Back in the day, walking to school was safe. It was an event a group of us would gather each morning outside of one house and grouped together walk to school.

The only predators back then were the crows insulting us from the trees and the yappy small dogs who would charge fences if we came to close. Riding the bus was unheard of unless we were going on a field trip. School lunches were served hot every day-not the best food in the world but there was no fast foods on those trays. My favorite was taco day. The only Crack we had to worry about were the cracks in the sidewalk that we stepped over carefully (so not as to break our mother’s back).
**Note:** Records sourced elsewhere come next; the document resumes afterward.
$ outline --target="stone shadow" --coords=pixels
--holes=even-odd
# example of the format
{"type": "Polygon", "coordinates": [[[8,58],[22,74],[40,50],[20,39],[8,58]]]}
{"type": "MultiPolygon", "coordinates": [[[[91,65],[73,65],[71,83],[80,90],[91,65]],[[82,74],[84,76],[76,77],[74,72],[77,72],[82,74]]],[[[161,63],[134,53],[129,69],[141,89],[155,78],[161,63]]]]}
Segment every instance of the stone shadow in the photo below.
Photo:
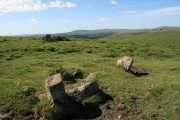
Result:
{"type": "MultiPolygon", "coordinates": [[[[50,119],[59,120],[78,120],[78,119],[96,119],[102,115],[102,110],[99,108],[100,105],[105,104],[107,101],[114,100],[111,95],[104,93],[101,89],[98,89],[92,96],[95,95],[99,100],[86,100],[76,101],[71,95],[66,94],[67,102],[60,103],[55,101],[52,109],[53,113],[49,116],[50,119]]],[[[95,97],[95,98],[96,98],[95,97]]],[[[88,99],[88,98],[87,98],[88,99]]],[[[47,114],[50,114],[51,110],[48,110],[47,114]]]]}
{"type": "Polygon", "coordinates": [[[150,71],[148,69],[138,67],[138,66],[132,66],[131,69],[128,70],[128,72],[133,74],[136,77],[147,76],[150,74],[150,71]]]}
{"type": "Polygon", "coordinates": [[[131,74],[133,74],[134,76],[136,76],[136,77],[147,76],[147,75],[150,74],[150,73],[134,72],[134,71],[132,71],[132,70],[129,70],[129,72],[130,72],[131,74]]]}
{"type": "Polygon", "coordinates": [[[95,94],[98,94],[101,100],[85,103],[84,105],[81,104],[81,113],[77,115],[75,119],[96,119],[102,115],[102,110],[99,106],[105,104],[107,101],[114,100],[111,95],[104,93],[101,89],[94,93],[94,95],[95,94]]]}

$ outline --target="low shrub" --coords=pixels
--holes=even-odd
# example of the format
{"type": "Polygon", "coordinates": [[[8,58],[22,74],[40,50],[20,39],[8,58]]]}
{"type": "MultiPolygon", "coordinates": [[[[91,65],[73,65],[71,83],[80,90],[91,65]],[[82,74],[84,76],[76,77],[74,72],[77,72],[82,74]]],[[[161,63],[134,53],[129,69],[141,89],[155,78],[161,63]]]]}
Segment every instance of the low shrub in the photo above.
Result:
{"type": "Polygon", "coordinates": [[[59,65],[57,68],[53,70],[50,70],[49,76],[55,75],[57,73],[61,74],[63,81],[67,84],[75,83],[76,79],[84,78],[84,72],[82,70],[68,70],[64,69],[61,65],[59,65]]]}
{"type": "Polygon", "coordinates": [[[86,53],[92,53],[93,51],[92,50],[87,50],[86,53]]]}
{"type": "Polygon", "coordinates": [[[47,50],[47,51],[50,51],[50,52],[55,52],[55,51],[56,51],[56,48],[53,47],[53,46],[48,46],[48,47],[46,47],[46,50],[47,50]]]}
{"type": "Polygon", "coordinates": [[[55,41],[70,41],[67,37],[65,36],[57,36],[57,37],[52,37],[50,34],[45,35],[42,38],[43,41],[46,42],[55,42],[55,41]]]}
{"type": "Polygon", "coordinates": [[[79,52],[78,49],[75,48],[64,48],[63,53],[73,53],[73,52],[79,52]]]}
{"type": "Polygon", "coordinates": [[[39,47],[39,48],[35,48],[34,50],[37,52],[43,52],[45,49],[42,47],[39,47]]]}
{"type": "Polygon", "coordinates": [[[102,57],[115,58],[118,57],[116,53],[104,53],[102,57]]]}

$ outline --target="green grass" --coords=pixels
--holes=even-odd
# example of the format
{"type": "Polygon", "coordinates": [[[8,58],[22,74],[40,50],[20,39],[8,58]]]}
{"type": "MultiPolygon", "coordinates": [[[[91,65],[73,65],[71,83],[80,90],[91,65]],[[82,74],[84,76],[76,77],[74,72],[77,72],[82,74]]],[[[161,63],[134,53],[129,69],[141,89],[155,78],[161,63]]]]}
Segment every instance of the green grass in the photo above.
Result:
{"type": "MultiPolygon", "coordinates": [[[[168,120],[178,120],[179,38],[180,32],[113,35],[51,43],[38,37],[0,37],[0,112],[12,110],[19,118],[36,110],[40,113],[47,101],[39,103],[34,94],[43,91],[45,79],[63,66],[70,71],[83,71],[84,78],[94,72],[93,80],[99,86],[108,87],[103,92],[114,98],[112,102],[122,101],[126,106],[137,103],[143,119],[157,114],[168,120]],[[135,77],[118,67],[116,60],[124,55],[132,56],[133,65],[148,69],[150,74],[135,77]],[[147,91],[152,85],[154,87],[147,91]],[[32,92],[25,95],[24,87],[31,88],[32,92]],[[131,96],[139,99],[132,101],[131,96]]],[[[98,99],[101,98],[92,96],[86,101],[97,104],[98,99]]]]}

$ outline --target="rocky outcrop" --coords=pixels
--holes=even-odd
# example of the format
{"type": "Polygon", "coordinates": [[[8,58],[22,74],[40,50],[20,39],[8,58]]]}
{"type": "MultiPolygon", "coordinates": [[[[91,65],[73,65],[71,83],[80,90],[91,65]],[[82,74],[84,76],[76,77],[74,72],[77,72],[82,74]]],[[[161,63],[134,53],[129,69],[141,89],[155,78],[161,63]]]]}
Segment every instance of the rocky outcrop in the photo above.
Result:
{"type": "Polygon", "coordinates": [[[124,66],[124,68],[128,71],[131,69],[133,61],[134,59],[129,56],[123,56],[117,60],[117,65],[124,66]]]}
{"type": "Polygon", "coordinates": [[[65,102],[66,94],[61,74],[55,74],[46,79],[45,88],[51,102],[65,102]]]}
{"type": "Polygon", "coordinates": [[[82,101],[83,98],[91,96],[97,90],[98,85],[96,82],[88,82],[70,92],[77,101],[82,101]]]}

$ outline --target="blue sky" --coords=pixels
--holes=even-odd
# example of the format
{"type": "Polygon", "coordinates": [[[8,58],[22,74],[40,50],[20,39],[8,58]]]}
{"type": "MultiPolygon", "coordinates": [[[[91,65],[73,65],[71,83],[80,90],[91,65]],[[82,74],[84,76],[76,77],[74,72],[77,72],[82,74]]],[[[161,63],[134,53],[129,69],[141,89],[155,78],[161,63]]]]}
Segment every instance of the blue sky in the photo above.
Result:
{"type": "Polygon", "coordinates": [[[180,27],[180,0],[0,0],[0,35],[180,27]]]}

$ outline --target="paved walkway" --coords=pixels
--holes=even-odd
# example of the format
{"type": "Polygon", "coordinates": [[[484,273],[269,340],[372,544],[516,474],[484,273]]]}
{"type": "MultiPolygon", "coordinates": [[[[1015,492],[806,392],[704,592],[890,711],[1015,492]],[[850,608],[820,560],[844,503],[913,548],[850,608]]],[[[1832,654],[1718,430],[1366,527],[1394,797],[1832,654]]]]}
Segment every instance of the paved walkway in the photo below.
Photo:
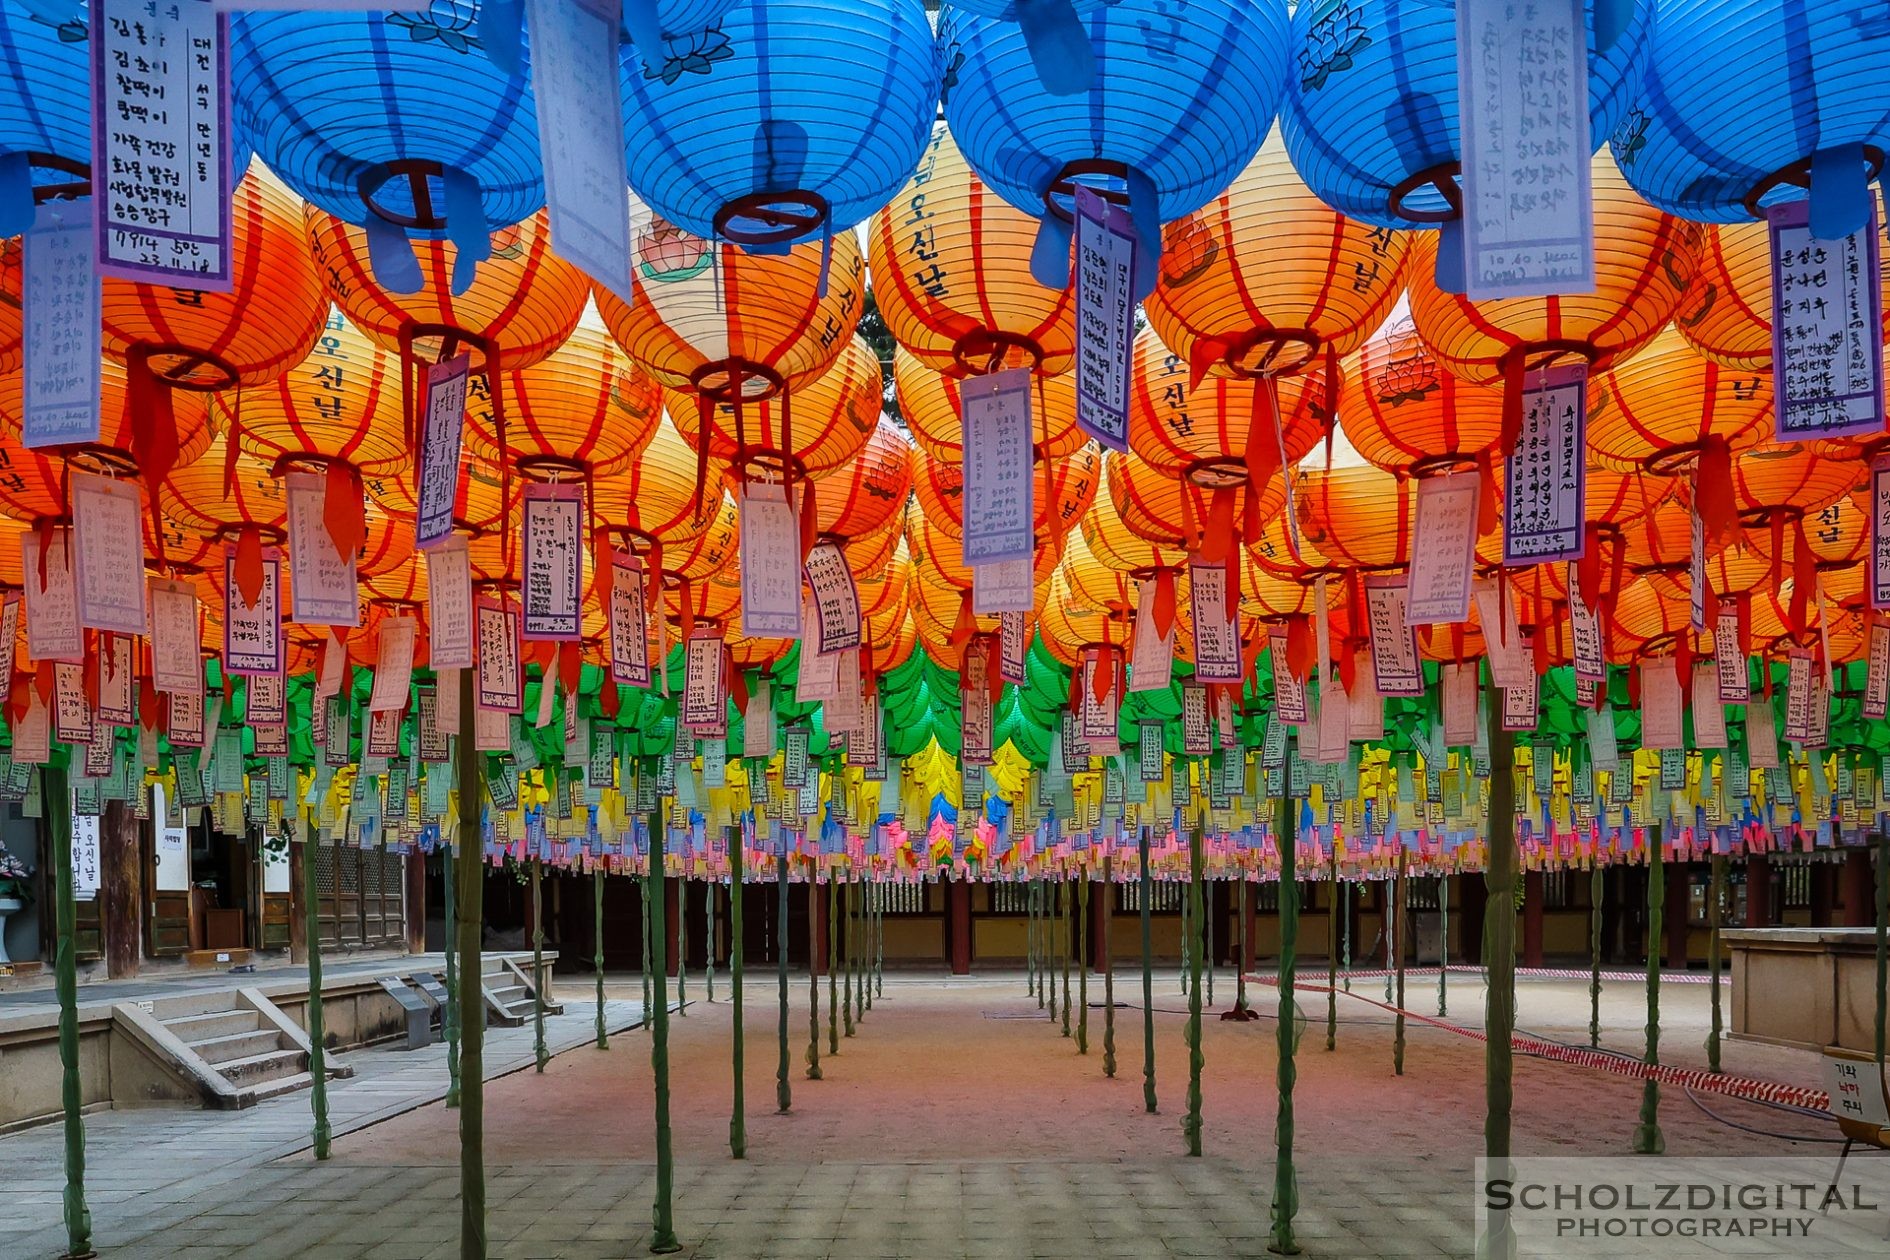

Coming home, first on the list to do were chores, then homework. Then we had to set the table for dinner and wait for Daddy to get off work so we could eat together. After dinner, we would again gather and play a quick game of kick-the-can or hide-n-seek or statuemaker. We all knew we had to be home before the street lights came on.

How times have changed…

1 thought on “Growing Pains

  1. We didn’t call them frocks and most of my “bbq party” pictures have me and a bunch of my friends wearing jeans and t-shirts we still walked to school, did chores, ate dinner together and played until the street lights came on…and I remember the day it all changed. My younger brother and sister (8 and 9 years my junior) went trick or treating and some guy flashed my sister. There was no more t&t’ing by themselves after that. The following year another little girl (10, a year younger than my sister) was raped, that’s right raped, behind a garage while walking home from school. Really, the families used to beat the living daylights and put the fear of God into the pervs, but you couldn’t do that any more because “they have rights” and “a mental disease”. If any one had ever touched one of my girls they would have simply disappeared, rights be damned.